I know some readers will genuinely insist that late August is too early to write obituaries for ongoing presidential campaigns, but most of these candidates have been running since January and February. (John Delaney announced he was running in 2017.) We’ve had nine to ten hours of prime-time nationally televised debates, copious amounts of ink have been spilled in profiles and interviews, and the candidates have chatted with Stephen Colbert and Ellen DeGeneres and the rest. Time magazine covers have featured Joe Biden, Bernie Sanders, Elizabeth Warren, Kamala Harris, and Pete Buttigieg, as well as a drawing of the entire field. Democrats are not going to suddenly discover the charms of Tim Ryan, Michael Bennet, or Bill de Blasio.
Buttigieg is probably not going to be the Democratic nominee. He insists he’s not running to build up name recognition for another run in the future, but that may be the effect anyway. He’s one of the few little-known candidates to come anywhere close to the top tier, he’s raised gobs upon gobs of money, and has been mostly smooth on the debate stage. And he’s got the time. If he decides to run again when he is Biden’s age, he will be running in the presidential election of the year 2056.
For some candidates, the 2020 election cycle is probably the last time we’ll see them on the national stage. Candidates who crashed and burned this cycle are probably going to be greeted with skepticism if they express interest in running again in future cycles.
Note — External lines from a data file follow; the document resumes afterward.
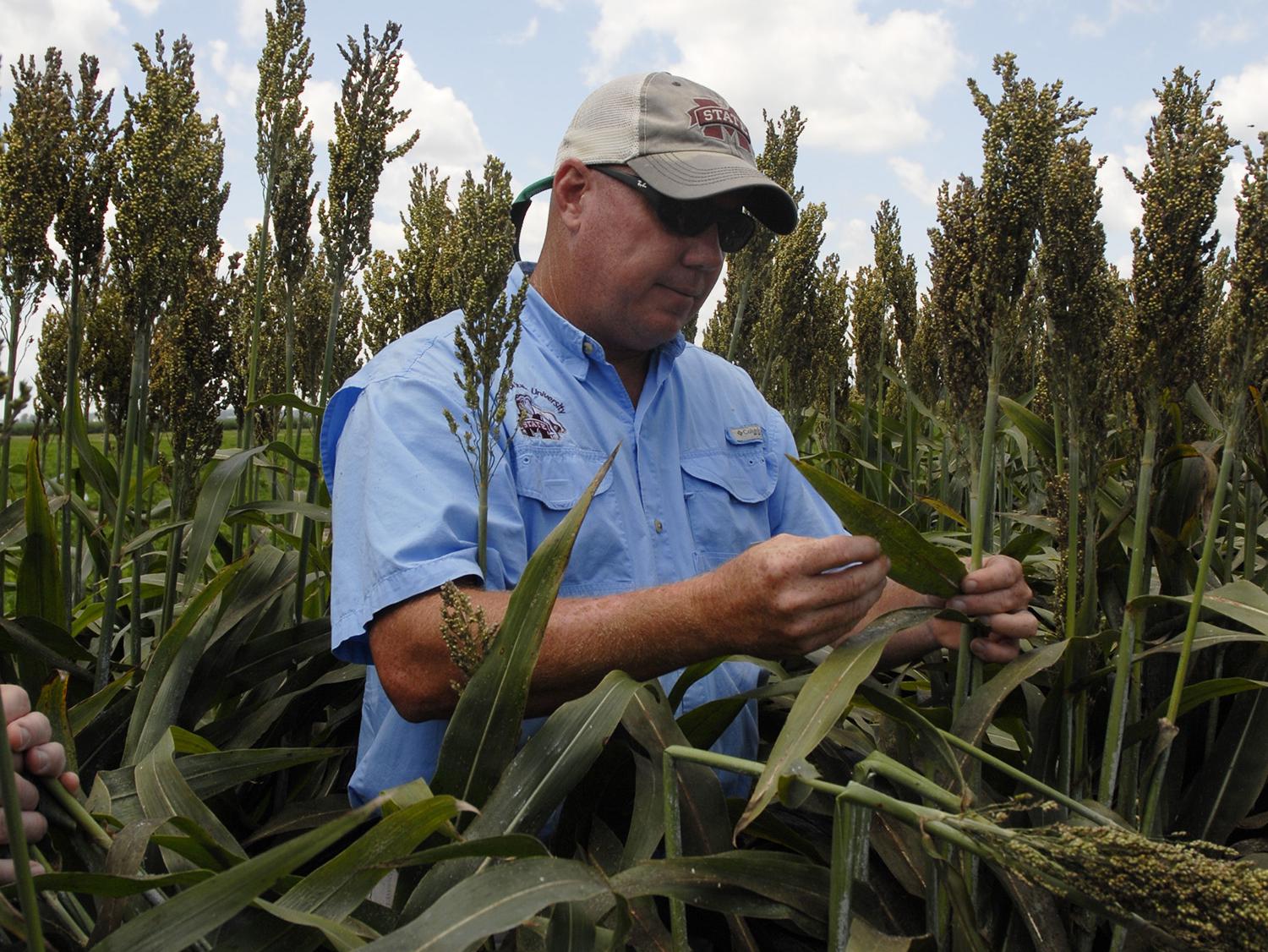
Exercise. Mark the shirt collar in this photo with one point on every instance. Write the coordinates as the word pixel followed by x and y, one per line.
pixel 573 349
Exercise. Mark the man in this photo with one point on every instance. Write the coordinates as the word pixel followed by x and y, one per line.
pixel 37 754
pixel 702 540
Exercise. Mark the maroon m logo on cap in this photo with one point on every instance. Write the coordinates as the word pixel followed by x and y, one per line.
pixel 719 122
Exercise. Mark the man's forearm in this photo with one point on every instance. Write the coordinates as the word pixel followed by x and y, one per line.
pixel 644 632
pixel 775 599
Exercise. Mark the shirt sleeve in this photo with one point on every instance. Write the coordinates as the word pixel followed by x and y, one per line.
pixel 405 506
pixel 795 507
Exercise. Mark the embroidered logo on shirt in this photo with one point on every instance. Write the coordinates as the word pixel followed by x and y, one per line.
pixel 535 421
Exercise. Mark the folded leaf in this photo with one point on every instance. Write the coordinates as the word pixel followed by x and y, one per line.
pixel 915 561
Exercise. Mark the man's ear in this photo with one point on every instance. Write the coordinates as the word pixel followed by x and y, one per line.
pixel 571 184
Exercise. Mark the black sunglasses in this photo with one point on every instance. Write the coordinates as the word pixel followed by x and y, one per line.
pixel 690 218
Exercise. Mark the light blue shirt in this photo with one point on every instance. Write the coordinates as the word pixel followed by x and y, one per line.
pixel 702 474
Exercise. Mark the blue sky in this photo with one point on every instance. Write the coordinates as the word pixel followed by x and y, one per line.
pixel 882 85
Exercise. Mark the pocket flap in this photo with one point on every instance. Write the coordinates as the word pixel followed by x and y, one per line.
pixel 557 476
pixel 741 471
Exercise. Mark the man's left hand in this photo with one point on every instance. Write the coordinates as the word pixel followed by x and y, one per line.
pixel 998 597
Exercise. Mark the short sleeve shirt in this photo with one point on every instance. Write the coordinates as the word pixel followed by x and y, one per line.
pixel 702 474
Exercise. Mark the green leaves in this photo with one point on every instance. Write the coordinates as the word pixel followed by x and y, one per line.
pixel 915 561
pixel 40 581
pixel 486 723
pixel 193 913
pixel 822 701
pixel 494 901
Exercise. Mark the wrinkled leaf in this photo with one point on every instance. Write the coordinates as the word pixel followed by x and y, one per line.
pixel 197 911
pixel 40 579
pixel 213 502
pixel 979 710
pixel 484 728
pixel 540 776
pixel 114 792
pixel 494 901
pixel 169 670
pixel 915 561
pixel 1036 430
pixel 826 696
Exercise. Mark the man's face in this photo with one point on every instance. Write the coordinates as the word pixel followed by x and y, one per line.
pixel 646 282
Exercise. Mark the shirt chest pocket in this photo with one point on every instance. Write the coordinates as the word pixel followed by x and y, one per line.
pixel 549 480
pixel 727 493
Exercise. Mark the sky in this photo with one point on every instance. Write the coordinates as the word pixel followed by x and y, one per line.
pixel 880 85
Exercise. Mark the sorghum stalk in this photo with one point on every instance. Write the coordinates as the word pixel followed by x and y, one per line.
pixel 968 670
pixel 1204 568
pixel 18 847
pixel 129 439
pixel 1129 634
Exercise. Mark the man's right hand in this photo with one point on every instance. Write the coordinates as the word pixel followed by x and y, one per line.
pixel 791 594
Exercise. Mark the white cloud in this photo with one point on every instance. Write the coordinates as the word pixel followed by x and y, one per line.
pixel 851 238
pixel 915 179
pixel 524 36
pixel 238 80
pixel 320 96
pixel 1244 98
pixel 251 18
pixel 861 81
pixel 1095 28
pixel 1120 205
pixel 1225 30
pixel 74 27
pixel 449 141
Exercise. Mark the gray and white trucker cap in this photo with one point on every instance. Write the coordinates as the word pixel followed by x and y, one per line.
pixel 680 137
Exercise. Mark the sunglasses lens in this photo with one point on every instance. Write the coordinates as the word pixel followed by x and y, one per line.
pixel 735 227
pixel 735 231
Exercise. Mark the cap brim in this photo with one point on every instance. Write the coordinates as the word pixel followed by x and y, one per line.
pixel 697 175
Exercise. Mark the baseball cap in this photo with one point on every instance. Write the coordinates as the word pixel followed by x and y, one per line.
pixel 681 139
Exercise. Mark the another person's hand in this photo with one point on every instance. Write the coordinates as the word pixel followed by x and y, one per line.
pixel 998 597
pixel 36 754
pixel 790 594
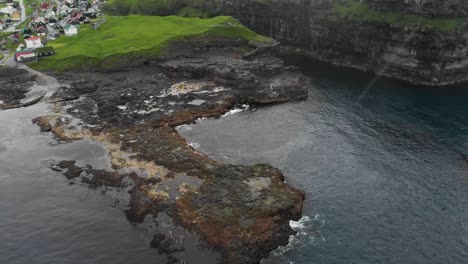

It’s hard to imagine four to eight years from now, Democrats saying, “boy, we could really use a candidate like John Hickenlooper.”
Probably the most interesting flameout is Kirsten Gillibrand, whose campaign is now being labeled “performative and obnoxious” by former staffers. It was really not that long ago that Gillibrand was being profiled as a serious, top-tier candidate in publications like Politico (“Her moment has arrived”), GQ (“the most fearsome contender”), The New Yorker (“the new face of moral reform”) and Vogue (“she’s got newfound street cred among lefties and progressives”).
As Tiana Lowe observed, Gillibrand’s RealClearPolitics polling average is half that of Marianne Williamson’s.
When Gillibrand calls it quits, there will be no shortage of reasons why. Her debate performances have certainly been cloying and clumsy, pledging to explain white privilege to white women, and implausibly arguing Joe Biden opposes women working outside the home. Perhaps the epic disappointment to Hillary Clinton made Democrats wary about another female New York senator. You could argue that her persona was the worst possible combination for Democratic primary voters who craved authenticity and had an appetite for populism: a former $500,000-per-year lawyer with clients like Phillip Morris, who opposed gay marriage until 2009, previously was sufficiently pro-gun to score a 93 from the NRA, previously opposed amnesty, and who supported deputizing local law enforcement officers to enforce federal immigration laws. Her one indisputably brave political stance, pushing for the resignation of former senator Al Franken, alienated some Democratic donors.
But when Gillibrand 2020 ends, it’s probably the end of her presidential ambitions for a long while. How likely is it that four years from now, eight years from now, or twelve years from now, Democrats are clamoring for Gillibrand to give it another shot?